Il fatto è avvenuto nella notte tra sabato 11 e domenica 12 aprile. Intorno all’una, in piazza Felice Palma, nel centro di Massa davanti al Comune, l’uomo è stato assalito da un gruppo di giovani ed è morto poco dopo. Con lui, al momento dell’aggressione, c’era anche il figlio di 11 anni.
Sul caso procedono parallelamente la Procura dei minori di Genova e la Procura di Massa.
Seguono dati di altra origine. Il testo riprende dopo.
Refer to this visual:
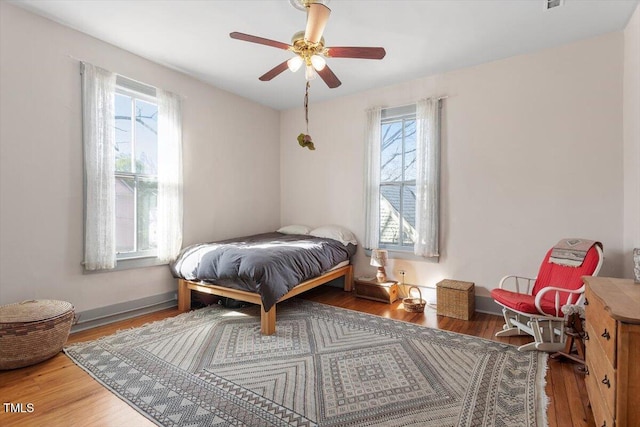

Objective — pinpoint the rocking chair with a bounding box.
[491,242,603,352]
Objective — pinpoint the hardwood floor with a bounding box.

I giovani coinvolti si trovano ora in caserma a Massa per essere ascoltati dagli inquirenti.
Secondo le prime ricostruzioni riassunte dall’Ansa, Bongiorni stava trascorrendo il sabato sera in città, insieme ad alcuni familiari, compresi il cognato e il figlio di 11 anni, che ha assistito alla scena.
Passata la mezzanotte, un gruppo di ragazzi, circa 4-5; una decina secondo altre fonti, che sarebbero tutti italiani tra i 16 e i 18 anni, alcuni di loro visibilmente ubriachi, dopo aver raggiunto a piedi piazza Palma, avrebbero iniziato a lanciare bottiglie e bicchieri contro la vetrina di un negozio. Il cognato di Bongiorni li avrebbe invitati a smettere. A quel punto sarebbe nata l’aggressione da parte del ‘branco’ di giovanissimi. Bongiorni sarebbe intervenuto in difesa del cognato e durante l’aggressione è finito a terra, battendo la testa, andando poi in arresto cardiaco, per lui fatale. Il cognato della vittima è stato ricoverato in ospedale con fratture. Non ha riportato danni fisici il figlio della vittima, attualmente all’ospedale di Massa in stato di shock.